The Nexus 7 is one of the best devices to read anything on. There are a number of news reading apps for Android. I’m going to rundown three of the best for the Nexus 7: Google Currents, Feedly, and Flipboard.
Currents comes preloaded on the Nexus and is made by Google. It has a minimal design, but still very “Holo” looking. The top half of the home screen is a slide show of top stories of your subscriptions. The bottom is just a grid of icons. Click on one and you get a nice magazine layout, three articles to a page. Of course, this depends on what the author chooses, but that’s what it is for most. Because it’s on Android, it takes advantage of the enormous share menu.
- Minimal and clean interface
- Lots of popular blogs free to subscribe to.
- Each article is nicely formatted. It’s up to each producer to customize their content, but no matter what each looks nice.
- Blogs that aren’t featured sources can be added through a search or via your own Google Reader subscriptions.
- So far, the only news app that doesn’t organize content by category. Also, compared to the others, it doesn’t easily show top news stories at a quick glance. The slide show it does have isn’t very helpful.
- Also the only one that doesn’t have a widget. I find those handy, again at a quick glance.
I really want to like Currents. It’s nice to read, but I feel like I have to go out of my way to even open it. The other apps I reviewed all have easy ways into the app, like widgets and top story filtering. It seems as though Google made the app with big dreams for its future and just forgot about it.
If you haven’t heard about this one, I want to know where you’ve been. A practically necessary app for the iPad. It was exclusively available for the Samsung Galaxy SIII then opened up for all Android soon after. I wonder about this: it started as an iPad app, then it was ported to Android for phones. Then it was available for the iPhone. Yet there is no native Android tablet version. Either way it doesn’t look bad on the 7″ screen.
- The real reason Flipboard is such an amazing app is that it combines almost every social network you could have (Twitter, Google+, Google Reader, Tumblr, Instagram, more) and pulls the content from links and pictures. Combine that with a beautiful magazine-like flipping gesture and an easy to access “Cover Stories” section.
- Sizable home screen widget.
- Curated feed bundles by topic and certain cities.
- Some podcast feeds.
- Inconsistent content viewing. I don’t know what it’s like on an iPad, but since the format was made for a smaller phone screen, the article views are odd. Some sources use the flipping animation. Some just open up a web page within the app. Sometimes the font is small, sometimes big, sometimes serif fonts, sometimes sans.
I have a love/hate relationship with Flipboard. The design is great and I love seeing all my social feeds in one place. Not to mention the fact that the Facebook integration is so much better than the actual Facebook app. But, for my money (they’re all free), other apps handle news better.
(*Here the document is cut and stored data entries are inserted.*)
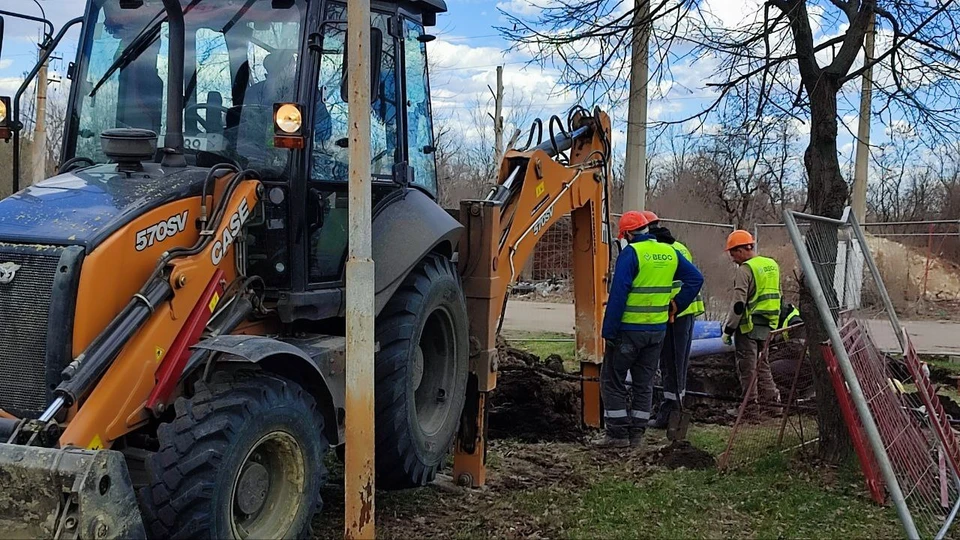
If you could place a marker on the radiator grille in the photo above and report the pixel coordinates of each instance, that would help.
(24, 311)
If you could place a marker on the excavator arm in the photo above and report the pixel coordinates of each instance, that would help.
(565, 175)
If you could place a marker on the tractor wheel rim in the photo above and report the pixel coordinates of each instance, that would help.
(268, 488)
(437, 349)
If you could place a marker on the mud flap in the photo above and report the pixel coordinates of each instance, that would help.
(66, 493)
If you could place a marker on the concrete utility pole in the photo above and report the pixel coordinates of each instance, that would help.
(359, 487)
(39, 146)
(635, 171)
(863, 131)
(498, 118)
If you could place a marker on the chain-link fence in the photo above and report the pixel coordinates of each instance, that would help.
(547, 275)
(918, 260)
(907, 435)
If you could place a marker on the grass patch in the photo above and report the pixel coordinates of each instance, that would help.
(528, 341)
(772, 501)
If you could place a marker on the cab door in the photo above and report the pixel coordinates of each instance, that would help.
(328, 171)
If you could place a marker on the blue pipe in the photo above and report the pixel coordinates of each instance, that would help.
(705, 347)
(707, 329)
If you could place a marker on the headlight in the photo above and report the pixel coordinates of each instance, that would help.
(288, 118)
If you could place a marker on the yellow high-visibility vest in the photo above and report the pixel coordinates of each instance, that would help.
(764, 306)
(696, 307)
(649, 299)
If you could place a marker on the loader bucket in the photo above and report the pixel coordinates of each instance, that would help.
(66, 493)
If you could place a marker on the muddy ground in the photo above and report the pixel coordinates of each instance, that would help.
(536, 401)
(537, 445)
(516, 472)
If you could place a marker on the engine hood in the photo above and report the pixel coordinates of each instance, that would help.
(85, 207)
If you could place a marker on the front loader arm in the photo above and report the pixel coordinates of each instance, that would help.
(195, 281)
(535, 190)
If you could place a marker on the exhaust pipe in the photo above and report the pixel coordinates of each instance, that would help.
(173, 140)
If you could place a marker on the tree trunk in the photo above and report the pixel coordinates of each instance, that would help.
(826, 196)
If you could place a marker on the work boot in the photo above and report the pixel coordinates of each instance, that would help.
(636, 438)
(663, 415)
(611, 442)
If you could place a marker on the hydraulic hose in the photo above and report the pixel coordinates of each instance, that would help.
(84, 372)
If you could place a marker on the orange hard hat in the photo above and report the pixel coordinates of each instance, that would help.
(631, 221)
(739, 238)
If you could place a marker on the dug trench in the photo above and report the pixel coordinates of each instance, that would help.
(537, 445)
(539, 461)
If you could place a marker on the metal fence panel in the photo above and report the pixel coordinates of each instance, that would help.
(915, 457)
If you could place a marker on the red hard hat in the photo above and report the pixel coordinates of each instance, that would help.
(739, 238)
(631, 221)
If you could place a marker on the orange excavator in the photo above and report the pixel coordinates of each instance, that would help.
(172, 313)
(568, 174)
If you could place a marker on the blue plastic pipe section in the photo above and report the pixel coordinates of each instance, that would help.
(706, 329)
(707, 339)
(706, 347)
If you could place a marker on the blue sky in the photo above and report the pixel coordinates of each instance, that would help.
(464, 59)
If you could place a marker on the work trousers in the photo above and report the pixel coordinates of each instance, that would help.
(675, 357)
(748, 364)
(636, 353)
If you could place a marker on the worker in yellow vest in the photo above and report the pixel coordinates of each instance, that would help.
(639, 306)
(675, 356)
(754, 313)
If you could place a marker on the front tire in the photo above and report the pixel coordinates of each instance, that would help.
(421, 372)
(243, 458)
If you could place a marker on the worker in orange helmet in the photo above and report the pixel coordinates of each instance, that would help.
(639, 306)
(754, 313)
(675, 356)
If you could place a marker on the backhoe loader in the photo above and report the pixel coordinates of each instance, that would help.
(172, 313)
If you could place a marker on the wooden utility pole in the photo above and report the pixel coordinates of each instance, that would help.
(498, 118)
(39, 145)
(359, 484)
(635, 170)
(863, 130)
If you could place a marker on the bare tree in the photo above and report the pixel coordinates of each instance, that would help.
(776, 60)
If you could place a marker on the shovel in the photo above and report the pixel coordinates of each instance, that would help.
(679, 421)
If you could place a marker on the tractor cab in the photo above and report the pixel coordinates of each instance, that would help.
(264, 89)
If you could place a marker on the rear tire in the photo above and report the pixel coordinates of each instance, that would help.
(421, 372)
(243, 455)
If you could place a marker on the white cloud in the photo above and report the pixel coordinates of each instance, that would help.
(9, 85)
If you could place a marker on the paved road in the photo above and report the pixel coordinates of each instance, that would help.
(929, 337)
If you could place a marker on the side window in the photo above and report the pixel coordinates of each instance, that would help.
(419, 124)
(204, 124)
(330, 129)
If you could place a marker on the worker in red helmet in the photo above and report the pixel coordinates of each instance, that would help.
(640, 304)
(675, 356)
(754, 313)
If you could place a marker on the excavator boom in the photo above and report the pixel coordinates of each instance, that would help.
(535, 189)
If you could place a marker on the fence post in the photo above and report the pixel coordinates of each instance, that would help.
(856, 391)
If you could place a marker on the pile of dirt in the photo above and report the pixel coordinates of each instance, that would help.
(908, 263)
(533, 401)
(682, 454)
(715, 375)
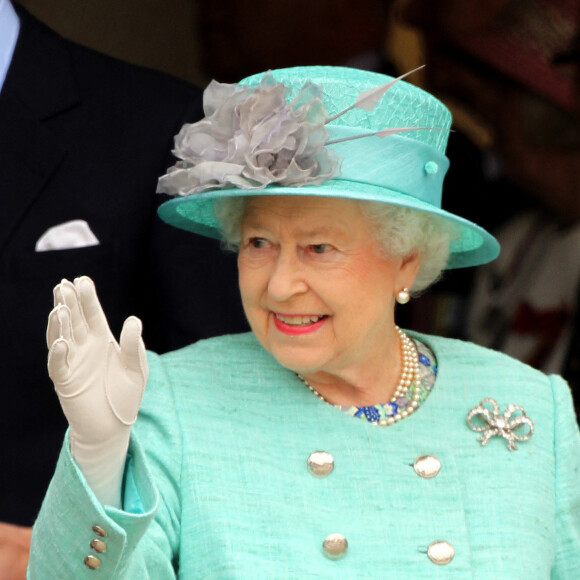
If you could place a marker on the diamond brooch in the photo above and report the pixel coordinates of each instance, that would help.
(491, 423)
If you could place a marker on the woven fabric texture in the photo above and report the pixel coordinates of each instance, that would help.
(223, 491)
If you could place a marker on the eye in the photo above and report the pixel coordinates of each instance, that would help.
(320, 248)
(258, 242)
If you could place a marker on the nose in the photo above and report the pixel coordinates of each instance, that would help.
(287, 277)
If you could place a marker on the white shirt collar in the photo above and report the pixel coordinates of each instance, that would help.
(9, 29)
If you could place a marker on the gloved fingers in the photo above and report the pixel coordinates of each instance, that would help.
(59, 325)
(91, 307)
(125, 399)
(65, 293)
(58, 362)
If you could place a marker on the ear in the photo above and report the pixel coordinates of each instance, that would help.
(410, 265)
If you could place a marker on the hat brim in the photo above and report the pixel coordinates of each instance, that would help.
(195, 213)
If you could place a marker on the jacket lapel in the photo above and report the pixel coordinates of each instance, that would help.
(39, 86)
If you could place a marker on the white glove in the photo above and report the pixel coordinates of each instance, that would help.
(98, 382)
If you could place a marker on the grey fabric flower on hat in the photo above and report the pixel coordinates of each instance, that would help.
(251, 137)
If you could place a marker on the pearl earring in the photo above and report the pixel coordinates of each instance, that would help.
(403, 296)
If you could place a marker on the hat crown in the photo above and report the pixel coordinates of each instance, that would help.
(403, 105)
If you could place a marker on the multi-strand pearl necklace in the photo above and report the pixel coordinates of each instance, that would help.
(408, 385)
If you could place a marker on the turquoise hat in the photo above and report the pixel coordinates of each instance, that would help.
(323, 131)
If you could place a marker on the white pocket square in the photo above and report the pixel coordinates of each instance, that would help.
(73, 234)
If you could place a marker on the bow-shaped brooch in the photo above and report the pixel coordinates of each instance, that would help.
(498, 424)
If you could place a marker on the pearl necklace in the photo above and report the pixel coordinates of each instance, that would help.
(407, 381)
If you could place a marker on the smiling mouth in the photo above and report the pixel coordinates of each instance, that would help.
(300, 320)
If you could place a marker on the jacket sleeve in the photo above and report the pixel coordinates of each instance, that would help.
(73, 529)
(567, 483)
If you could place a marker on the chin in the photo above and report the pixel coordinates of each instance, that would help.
(297, 359)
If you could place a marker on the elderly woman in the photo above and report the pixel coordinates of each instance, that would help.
(327, 443)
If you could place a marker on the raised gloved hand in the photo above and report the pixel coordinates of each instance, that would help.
(99, 383)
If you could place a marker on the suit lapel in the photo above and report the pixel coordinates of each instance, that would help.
(39, 86)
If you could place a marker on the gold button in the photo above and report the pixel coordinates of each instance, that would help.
(99, 531)
(440, 552)
(98, 546)
(320, 463)
(335, 546)
(92, 562)
(427, 466)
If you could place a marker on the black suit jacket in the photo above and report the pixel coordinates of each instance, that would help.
(83, 136)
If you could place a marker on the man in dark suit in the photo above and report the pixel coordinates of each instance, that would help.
(83, 139)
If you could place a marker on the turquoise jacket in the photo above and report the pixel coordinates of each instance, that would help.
(217, 485)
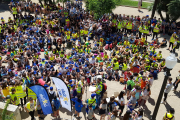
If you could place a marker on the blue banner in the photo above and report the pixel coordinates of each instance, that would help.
(43, 98)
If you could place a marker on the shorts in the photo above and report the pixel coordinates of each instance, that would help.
(39, 111)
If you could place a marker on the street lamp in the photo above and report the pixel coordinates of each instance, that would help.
(171, 61)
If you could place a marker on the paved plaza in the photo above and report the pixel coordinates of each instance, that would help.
(173, 99)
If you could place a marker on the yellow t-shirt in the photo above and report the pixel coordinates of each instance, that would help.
(6, 91)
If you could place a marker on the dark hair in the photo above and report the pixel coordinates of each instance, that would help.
(140, 112)
(121, 94)
(115, 113)
(170, 78)
(4, 85)
(172, 110)
(127, 115)
(131, 77)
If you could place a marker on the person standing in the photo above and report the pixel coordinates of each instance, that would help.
(14, 99)
(175, 84)
(168, 89)
(30, 108)
(139, 5)
(170, 115)
(98, 90)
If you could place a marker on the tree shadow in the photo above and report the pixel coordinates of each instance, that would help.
(151, 101)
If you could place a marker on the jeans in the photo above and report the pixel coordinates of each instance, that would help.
(98, 100)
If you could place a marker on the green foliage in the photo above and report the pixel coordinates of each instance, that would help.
(4, 115)
(173, 9)
(132, 3)
(100, 7)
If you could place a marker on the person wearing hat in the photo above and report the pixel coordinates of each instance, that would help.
(30, 108)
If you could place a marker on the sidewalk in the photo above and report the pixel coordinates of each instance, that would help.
(116, 87)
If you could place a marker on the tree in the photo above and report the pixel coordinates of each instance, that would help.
(100, 7)
(63, 1)
(167, 6)
(173, 9)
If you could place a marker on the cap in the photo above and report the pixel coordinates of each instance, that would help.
(51, 88)
(93, 95)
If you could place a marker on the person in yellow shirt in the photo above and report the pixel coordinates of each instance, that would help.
(5, 89)
(170, 115)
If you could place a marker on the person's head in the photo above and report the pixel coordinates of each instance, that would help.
(112, 98)
(127, 115)
(103, 101)
(13, 90)
(79, 97)
(30, 99)
(121, 94)
(131, 77)
(140, 112)
(170, 79)
(114, 112)
(172, 110)
(133, 93)
(90, 107)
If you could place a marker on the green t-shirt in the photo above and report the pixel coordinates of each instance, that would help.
(131, 82)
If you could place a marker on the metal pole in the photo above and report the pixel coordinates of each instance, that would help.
(160, 95)
(154, 8)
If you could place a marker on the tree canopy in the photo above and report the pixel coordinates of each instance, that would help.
(170, 7)
(100, 7)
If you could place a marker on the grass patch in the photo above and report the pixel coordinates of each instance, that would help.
(132, 3)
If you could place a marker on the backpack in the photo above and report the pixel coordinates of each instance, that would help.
(104, 88)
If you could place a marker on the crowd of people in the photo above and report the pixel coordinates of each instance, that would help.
(44, 41)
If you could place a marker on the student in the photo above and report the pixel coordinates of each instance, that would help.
(121, 102)
(132, 101)
(78, 106)
(30, 108)
(113, 115)
(102, 109)
(56, 106)
(90, 113)
(130, 84)
(168, 89)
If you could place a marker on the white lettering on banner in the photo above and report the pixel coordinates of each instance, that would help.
(44, 100)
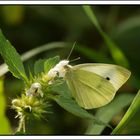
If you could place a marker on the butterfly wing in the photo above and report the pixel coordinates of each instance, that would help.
(90, 87)
(115, 74)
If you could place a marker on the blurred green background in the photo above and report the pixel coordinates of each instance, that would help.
(27, 27)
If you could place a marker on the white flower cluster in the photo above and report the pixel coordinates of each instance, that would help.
(34, 90)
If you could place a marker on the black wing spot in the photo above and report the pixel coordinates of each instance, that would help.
(107, 78)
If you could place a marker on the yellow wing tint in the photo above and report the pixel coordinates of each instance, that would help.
(89, 89)
(116, 75)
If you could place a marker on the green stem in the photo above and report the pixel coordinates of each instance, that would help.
(21, 126)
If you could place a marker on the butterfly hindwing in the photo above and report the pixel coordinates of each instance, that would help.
(89, 89)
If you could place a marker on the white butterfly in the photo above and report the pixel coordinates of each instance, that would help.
(93, 84)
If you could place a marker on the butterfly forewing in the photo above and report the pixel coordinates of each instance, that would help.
(89, 89)
(116, 75)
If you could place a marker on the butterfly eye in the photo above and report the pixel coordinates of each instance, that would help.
(107, 78)
(36, 90)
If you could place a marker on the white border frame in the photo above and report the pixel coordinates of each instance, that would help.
(65, 2)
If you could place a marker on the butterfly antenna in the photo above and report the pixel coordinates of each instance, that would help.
(75, 59)
(71, 50)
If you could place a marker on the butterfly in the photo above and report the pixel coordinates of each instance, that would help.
(92, 85)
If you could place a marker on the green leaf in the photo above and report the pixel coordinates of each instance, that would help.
(16, 17)
(50, 63)
(107, 112)
(116, 53)
(33, 52)
(66, 101)
(93, 54)
(130, 123)
(12, 58)
(5, 126)
(39, 66)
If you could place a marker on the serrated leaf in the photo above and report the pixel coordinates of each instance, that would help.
(130, 123)
(12, 58)
(50, 63)
(5, 126)
(39, 66)
(65, 100)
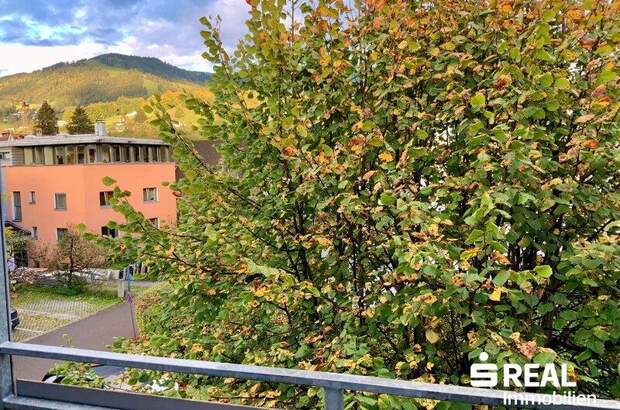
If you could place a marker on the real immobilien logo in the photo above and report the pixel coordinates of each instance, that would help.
(528, 375)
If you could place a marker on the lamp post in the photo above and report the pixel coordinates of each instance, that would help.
(6, 368)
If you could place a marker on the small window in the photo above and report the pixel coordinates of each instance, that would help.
(60, 232)
(39, 155)
(109, 232)
(71, 154)
(17, 206)
(81, 154)
(149, 194)
(59, 155)
(92, 155)
(105, 153)
(60, 201)
(136, 154)
(116, 153)
(104, 198)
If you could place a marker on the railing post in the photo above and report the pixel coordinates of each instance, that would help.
(6, 371)
(334, 399)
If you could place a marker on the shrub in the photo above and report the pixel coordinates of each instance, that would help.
(403, 186)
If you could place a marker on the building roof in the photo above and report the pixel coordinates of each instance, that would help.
(64, 139)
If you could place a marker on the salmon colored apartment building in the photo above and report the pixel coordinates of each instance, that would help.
(53, 182)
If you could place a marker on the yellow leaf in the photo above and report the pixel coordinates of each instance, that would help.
(432, 336)
(497, 294)
(386, 156)
(584, 118)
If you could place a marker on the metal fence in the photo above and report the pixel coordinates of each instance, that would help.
(333, 384)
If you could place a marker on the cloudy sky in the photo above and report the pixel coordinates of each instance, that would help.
(38, 33)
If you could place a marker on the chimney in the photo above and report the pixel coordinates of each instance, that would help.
(100, 129)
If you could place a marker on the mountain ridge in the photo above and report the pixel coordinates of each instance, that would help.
(102, 78)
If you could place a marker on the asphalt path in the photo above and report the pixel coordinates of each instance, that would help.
(94, 332)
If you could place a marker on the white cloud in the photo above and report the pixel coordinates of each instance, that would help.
(18, 58)
(176, 40)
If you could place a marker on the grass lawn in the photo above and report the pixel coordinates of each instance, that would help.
(42, 309)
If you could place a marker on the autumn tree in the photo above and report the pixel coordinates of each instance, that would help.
(45, 120)
(73, 257)
(80, 122)
(404, 185)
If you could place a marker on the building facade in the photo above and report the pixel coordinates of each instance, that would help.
(51, 183)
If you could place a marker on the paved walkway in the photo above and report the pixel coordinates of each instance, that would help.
(94, 332)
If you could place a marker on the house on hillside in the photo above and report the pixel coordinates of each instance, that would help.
(52, 182)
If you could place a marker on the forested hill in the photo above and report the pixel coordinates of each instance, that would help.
(148, 65)
(99, 79)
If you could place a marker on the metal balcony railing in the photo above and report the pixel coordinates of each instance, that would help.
(29, 395)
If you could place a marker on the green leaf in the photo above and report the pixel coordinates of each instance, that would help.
(544, 270)
(545, 357)
(546, 80)
(478, 100)
(107, 181)
(387, 199)
(562, 84)
(501, 278)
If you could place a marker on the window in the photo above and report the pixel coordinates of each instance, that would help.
(104, 198)
(136, 154)
(60, 232)
(81, 154)
(105, 153)
(92, 155)
(28, 156)
(60, 201)
(149, 194)
(127, 153)
(71, 154)
(17, 206)
(163, 154)
(116, 153)
(39, 155)
(59, 155)
(109, 232)
(154, 154)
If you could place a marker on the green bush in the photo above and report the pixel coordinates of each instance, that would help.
(403, 186)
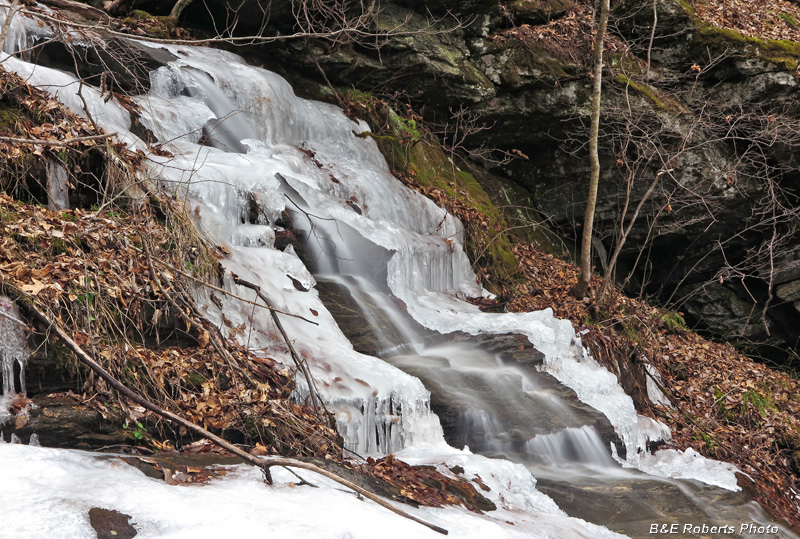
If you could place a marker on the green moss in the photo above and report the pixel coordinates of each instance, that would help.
(687, 7)
(644, 90)
(140, 15)
(529, 57)
(410, 151)
(783, 53)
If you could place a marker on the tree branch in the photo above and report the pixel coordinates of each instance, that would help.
(58, 143)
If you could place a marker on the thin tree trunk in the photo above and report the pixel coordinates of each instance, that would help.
(581, 287)
(178, 8)
(623, 237)
(264, 464)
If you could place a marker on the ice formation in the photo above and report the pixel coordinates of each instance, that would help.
(244, 150)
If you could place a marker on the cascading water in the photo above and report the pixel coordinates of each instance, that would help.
(244, 150)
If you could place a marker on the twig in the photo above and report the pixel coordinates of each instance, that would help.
(301, 364)
(264, 464)
(59, 143)
(231, 294)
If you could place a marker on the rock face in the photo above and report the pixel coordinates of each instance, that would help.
(711, 125)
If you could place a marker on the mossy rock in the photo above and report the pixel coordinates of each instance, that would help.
(783, 53)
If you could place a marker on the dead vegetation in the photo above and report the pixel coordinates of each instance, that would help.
(726, 405)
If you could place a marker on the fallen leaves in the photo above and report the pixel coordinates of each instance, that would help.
(425, 485)
(776, 19)
(727, 405)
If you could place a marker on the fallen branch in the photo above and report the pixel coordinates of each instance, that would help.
(85, 11)
(264, 464)
(59, 143)
(300, 362)
(231, 294)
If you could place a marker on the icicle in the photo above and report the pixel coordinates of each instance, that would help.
(13, 346)
(57, 188)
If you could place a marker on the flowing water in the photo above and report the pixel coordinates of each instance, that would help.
(251, 159)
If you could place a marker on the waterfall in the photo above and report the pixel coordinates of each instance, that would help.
(244, 152)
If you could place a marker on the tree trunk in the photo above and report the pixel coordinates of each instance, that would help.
(581, 287)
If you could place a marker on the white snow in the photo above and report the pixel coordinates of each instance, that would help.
(62, 485)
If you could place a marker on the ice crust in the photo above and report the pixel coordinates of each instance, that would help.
(284, 152)
(63, 485)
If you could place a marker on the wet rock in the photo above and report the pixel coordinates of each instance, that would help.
(111, 524)
(62, 421)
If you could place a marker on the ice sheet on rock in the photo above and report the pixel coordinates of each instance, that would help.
(689, 464)
(109, 115)
(16, 39)
(654, 382)
(512, 488)
(60, 486)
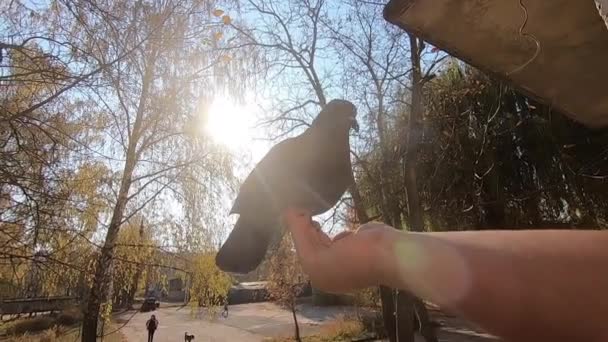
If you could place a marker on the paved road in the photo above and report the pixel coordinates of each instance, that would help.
(246, 323)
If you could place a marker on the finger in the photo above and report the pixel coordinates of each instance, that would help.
(320, 234)
(342, 235)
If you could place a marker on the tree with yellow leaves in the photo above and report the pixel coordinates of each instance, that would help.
(286, 281)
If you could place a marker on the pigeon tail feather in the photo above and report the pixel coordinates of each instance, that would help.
(245, 247)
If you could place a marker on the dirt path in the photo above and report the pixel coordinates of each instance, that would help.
(247, 323)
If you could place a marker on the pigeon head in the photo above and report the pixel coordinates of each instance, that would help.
(338, 115)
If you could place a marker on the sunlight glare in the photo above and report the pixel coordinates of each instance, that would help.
(230, 124)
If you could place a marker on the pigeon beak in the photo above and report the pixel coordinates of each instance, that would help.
(355, 125)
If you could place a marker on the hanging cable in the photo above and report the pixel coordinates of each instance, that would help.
(526, 35)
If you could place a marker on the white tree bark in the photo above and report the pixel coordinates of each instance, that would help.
(602, 6)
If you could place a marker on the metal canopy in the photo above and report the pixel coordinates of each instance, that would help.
(570, 70)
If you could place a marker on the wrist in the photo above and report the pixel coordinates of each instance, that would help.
(385, 261)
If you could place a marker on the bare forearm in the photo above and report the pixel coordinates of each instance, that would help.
(523, 285)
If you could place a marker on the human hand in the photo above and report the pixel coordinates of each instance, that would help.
(352, 260)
Feedly is actually a front-end for Google Reader with both a desktop app (via browser addon) and mobile apps. Because it syncs with Google Reader, all the apps sync with each other. The app is simple to use. It takes advantage of gestures and has read later app integration. Pocket is my app of choice. If a link is tapped, it opens up a browser in the app, then an option to de-clutter the web page appears, which allows just text to be read.
- Home Screen Widget. The beta version is an improvement, and that should show up in the next update of the app.
- Web app syncing.
- Easy to read top/new stories
- Pre-bundled subscriptions by topic for new users.
- It maybe just me, but every so often, the app freezes up and registers a long press without my finger. The long press bookmarks an article. So, afterwards, I have to clean up my Pocket queue.
- The app also logs me out of my Google account every now and then.
This is my favorite news reader. I’ve been using Google Reader as my RSS feed reader for years and this app makes it usable and pretty, on both my browser and my device. It has a few annoyances, but the benefits far outweigh them.